Além do nivelamento dos juros cobrados a uma taxa de juro nominal anual que reflita o custo de financiamento da República para um prazo de cinco anos, a renegociação dos dois empréstimos que acontecerá em 2021 e 2020 prevê igualmente que o novo juro seja ainda acrescido de mais 0,15% a título de “comissão base”.
Contudo, e independentemente das taxas que forem sendo fixadas, os pagamentos anuais do Fundo estarão sempre limitados nos próximos anos ao objetivo de manter os pagamentos dos bancos estabilizados em torno de 250 milhões de euros, pelo que se o juro subir, o prazo do reembolso deverá ser ainda mais dilatado – provavelmente reduzindo o valor amortizado anualmente mas não o juro.
FR já pagou 275 milhões em juros
Um outro fator a ter em conta nos cálculos ao impacto das renegociações é o ganho que o Estado já terá conseguido com os empréstimos ao Fundo de Resolução até os termos dos mesmos terem sido renegociados.
O juro cobrado inicialmente foi de 2,926%, subindo posteriormente para 3,092% e depois até 3,127%. Estes valores fizeram que, até ao final de 2016, o Fundo de Resolução já tivesse pago em juros e comissões 275 milhões de euros ao Estado, tendo ainda reduzido a dívida relacionada com o Banif para 353 milhões, depois de um reembolso antecipado de 136 milhões de euros.
Todos estes valores terão gerado margens positivas para as contas públicas que, contudo, se desconhecem – mas que podem ser tidas em conta no cálculo ao saldo global aos fluxos financeiros totais destes empréstimos.
Comparações possíveis
Além das contas ao passado e das previsões sobre juros futuros, há ainda que olhar para o hoje. E aqui são várias as referências com que os juros cobrados nos empréstimos ao Fundo de Resolução podem ser comparados, sendo apenas certo que os 1,38% do Banif ficam aquém.
Por um lado, podemos comparar o preço de 2% e 1,38% cobrado ao Fundo de Resolução pelo BES e Banif, respetivamente, com os 2,7% da última emissão do Estado a cinco anos, realizada em fevereiro. Todavia, e nas duas emissões anteriores com o mesmo prazo, estas já foram fechadas a 2,1% e 1,75%, respetivamente – em linha e abaixo dos 2% cobrados pelo BES.

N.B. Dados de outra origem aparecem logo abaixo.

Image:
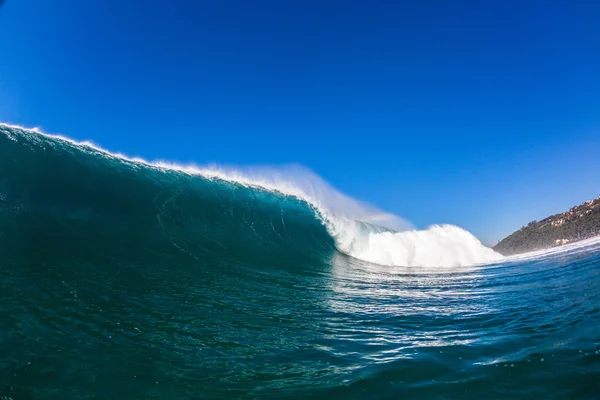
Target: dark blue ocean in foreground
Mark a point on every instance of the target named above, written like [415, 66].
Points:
[121, 280]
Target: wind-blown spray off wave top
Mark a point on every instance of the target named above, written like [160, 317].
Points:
[356, 228]
[122, 278]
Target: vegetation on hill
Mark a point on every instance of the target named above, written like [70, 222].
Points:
[580, 222]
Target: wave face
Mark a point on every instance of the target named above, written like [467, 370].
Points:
[126, 279]
[258, 205]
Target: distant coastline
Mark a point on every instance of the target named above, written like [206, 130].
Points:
[579, 223]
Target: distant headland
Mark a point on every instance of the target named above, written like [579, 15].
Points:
[580, 222]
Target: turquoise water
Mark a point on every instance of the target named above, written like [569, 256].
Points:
[122, 280]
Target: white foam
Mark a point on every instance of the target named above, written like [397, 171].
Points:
[437, 246]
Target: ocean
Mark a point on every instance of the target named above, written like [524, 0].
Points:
[123, 279]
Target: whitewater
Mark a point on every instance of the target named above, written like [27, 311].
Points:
[124, 279]
[359, 229]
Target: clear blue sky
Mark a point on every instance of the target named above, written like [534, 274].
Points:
[484, 114]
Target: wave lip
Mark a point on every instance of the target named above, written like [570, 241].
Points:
[347, 220]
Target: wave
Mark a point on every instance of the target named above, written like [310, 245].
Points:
[203, 209]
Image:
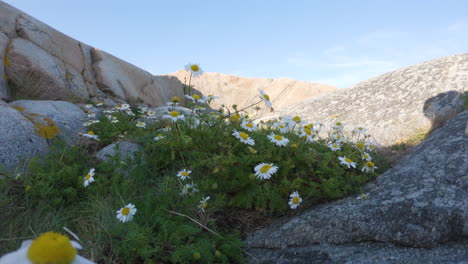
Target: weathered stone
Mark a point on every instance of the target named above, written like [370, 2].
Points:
[67, 116]
[36, 74]
[75, 56]
[4, 88]
[362, 254]
[18, 139]
[394, 105]
[421, 202]
[245, 91]
[128, 82]
[8, 15]
[124, 149]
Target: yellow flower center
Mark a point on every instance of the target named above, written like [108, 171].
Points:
[243, 135]
[194, 67]
[265, 168]
[125, 211]
[196, 256]
[53, 248]
[295, 200]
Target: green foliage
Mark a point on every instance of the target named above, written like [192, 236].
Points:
[171, 224]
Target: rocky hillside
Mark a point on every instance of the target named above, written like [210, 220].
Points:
[395, 105]
[244, 91]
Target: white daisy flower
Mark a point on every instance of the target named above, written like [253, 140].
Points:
[265, 170]
[49, 247]
[209, 98]
[141, 124]
[189, 189]
[265, 98]
[243, 137]
[194, 69]
[369, 167]
[362, 196]
[199, 109]
[184, 174]
[334, 146]
[195, 98]
[295, 200]
[158, 137]
[174, 116]
[90, 134]
[307, 135]
[348, 162]
[89, 178]
[359, 130]
[249, 126]
[126, 214]
[365, 156]
[204, 203]
[278, 139]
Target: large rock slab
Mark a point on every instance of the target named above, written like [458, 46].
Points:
[36, 74]
[421, 202]
[18, 139]
[67, 116]
[4, 62]
[129, 82]
[245, 91]
[394, 105]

Mas quando se fala em juros da dívida fala-se sobretudo dos juros no mercado secundário – negociações entre investidores. Ontem, os títulos portugueses a cinco anos apresentavam juros de 2,2%, mas nos últimos doze meses variaram entre 1,5% e 2,4%. Em alternativa, também se pode olhar para as médias anuais destes mesmos títulos a 5 anos – que foram de 2,5% em 2014; 1,25% em 2015 e 1,85% em 2016, segundo dados do Banco de Portugal.